Rationale for clinical studies

It is well documented that DIC in septic shock is associated with higher mortality rates than is septic shock without DIC (77% versus 32%) [18]. Higher Sequential Organ Failure Assessment scores [19] and PAI-1 levels [20] have also been correlated with increased mortality. Furthermore, coagulation is inter-related with inflammation. Because animal studies indicated that therapeutic intervention may result in improved outcome, a number of clinical studies were initiated.

Recent clinical studies with antithrombin and Activated Protein C

Early clinical studies with antithrombin III (ATIII) achieved promising results. In a study by Fourrier et al [21], patients who were treated with ATIII had a shorter duration of DIC with no side effects, and no change in Protein C or Protein S levels. However, a meta-analysis of three placebo-controlled, randomized clinical trials with ATIII in sepsis [22] demonstrated a nonsignificant reduction in 30-day all-cause mortality.
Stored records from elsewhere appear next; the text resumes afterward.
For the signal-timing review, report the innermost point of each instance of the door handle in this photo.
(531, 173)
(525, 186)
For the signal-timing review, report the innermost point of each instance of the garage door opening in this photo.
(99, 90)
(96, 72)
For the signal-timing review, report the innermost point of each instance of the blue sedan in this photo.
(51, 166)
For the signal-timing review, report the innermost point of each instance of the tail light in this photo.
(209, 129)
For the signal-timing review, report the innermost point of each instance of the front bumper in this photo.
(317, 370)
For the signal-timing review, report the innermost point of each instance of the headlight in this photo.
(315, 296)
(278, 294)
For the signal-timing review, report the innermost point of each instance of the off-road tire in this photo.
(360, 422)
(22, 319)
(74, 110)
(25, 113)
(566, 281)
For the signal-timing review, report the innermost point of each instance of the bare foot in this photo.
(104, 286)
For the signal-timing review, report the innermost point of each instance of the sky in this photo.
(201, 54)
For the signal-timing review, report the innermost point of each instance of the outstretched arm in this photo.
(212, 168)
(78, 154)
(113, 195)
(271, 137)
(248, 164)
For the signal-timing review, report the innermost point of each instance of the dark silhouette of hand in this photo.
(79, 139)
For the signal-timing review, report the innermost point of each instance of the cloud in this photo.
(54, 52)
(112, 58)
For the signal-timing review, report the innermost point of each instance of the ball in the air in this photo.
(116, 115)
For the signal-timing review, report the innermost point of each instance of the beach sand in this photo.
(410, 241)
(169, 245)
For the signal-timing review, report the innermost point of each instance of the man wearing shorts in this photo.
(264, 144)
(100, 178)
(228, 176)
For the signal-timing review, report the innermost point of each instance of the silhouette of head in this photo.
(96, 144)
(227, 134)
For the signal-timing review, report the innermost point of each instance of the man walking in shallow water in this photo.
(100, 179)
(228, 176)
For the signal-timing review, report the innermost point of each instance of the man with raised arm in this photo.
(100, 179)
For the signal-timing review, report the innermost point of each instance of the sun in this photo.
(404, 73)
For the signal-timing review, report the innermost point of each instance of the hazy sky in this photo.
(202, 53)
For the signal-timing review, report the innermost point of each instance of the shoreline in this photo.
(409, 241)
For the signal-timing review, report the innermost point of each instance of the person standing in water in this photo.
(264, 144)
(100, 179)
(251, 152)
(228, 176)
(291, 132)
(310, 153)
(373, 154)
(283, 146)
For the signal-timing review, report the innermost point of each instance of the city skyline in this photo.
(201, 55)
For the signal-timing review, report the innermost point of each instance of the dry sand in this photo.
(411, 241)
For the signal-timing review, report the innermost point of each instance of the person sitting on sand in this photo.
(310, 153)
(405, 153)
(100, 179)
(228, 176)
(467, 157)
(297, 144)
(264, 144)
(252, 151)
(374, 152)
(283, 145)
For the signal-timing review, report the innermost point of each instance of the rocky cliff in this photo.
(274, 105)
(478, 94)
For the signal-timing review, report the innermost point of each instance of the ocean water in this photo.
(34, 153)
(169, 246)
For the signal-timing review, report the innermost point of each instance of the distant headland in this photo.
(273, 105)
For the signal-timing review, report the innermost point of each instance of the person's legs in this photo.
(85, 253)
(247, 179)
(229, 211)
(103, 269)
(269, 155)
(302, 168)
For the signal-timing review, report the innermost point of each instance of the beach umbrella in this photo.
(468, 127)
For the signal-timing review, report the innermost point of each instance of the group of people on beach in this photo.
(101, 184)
A phase II clinical trial has identified the optimum dosage regimen for recombinant human Activated Protein C, and this has subsequently been used in a large, multicenter, placebo-controlled, phase III trial.

Conclusion

Severe sepsis, defined as sepsis associated with acute organ dysfunction, results from a generalized inflammatory and procoagulant host response to infection. The ultimate cause of acute organ dysfunction in sepsis is injury to the vascular endothelium, which can result in microvascular coagulopathy.

The extrinsic pathway (via TF and thrombin activation) is of primary importance in sepsis. Thrombomodulin on endothelial cells converts Protein C to Activated Protein C, which has multiple mechanisms of action that support its anti-inflammatory, antithrombotic and profibrinolytic properties. In patients with severe sepsis, the vascular endothelium becomes damaged, levels of endothelial thrombomodulin significantly decrease, and the body's ability to convert Protein C to Activated Protein C diminishes.

The complex interactions between coagulation and inflammation support the development and use of strategies that are aimed at improving endothelial cell function, and thus providing therapeutic intervention to modulate inflammation and coagulopathy in patients with sepsis and organ dysfunction. Early clinical studies using recombinant human Activated Protein C appear promising.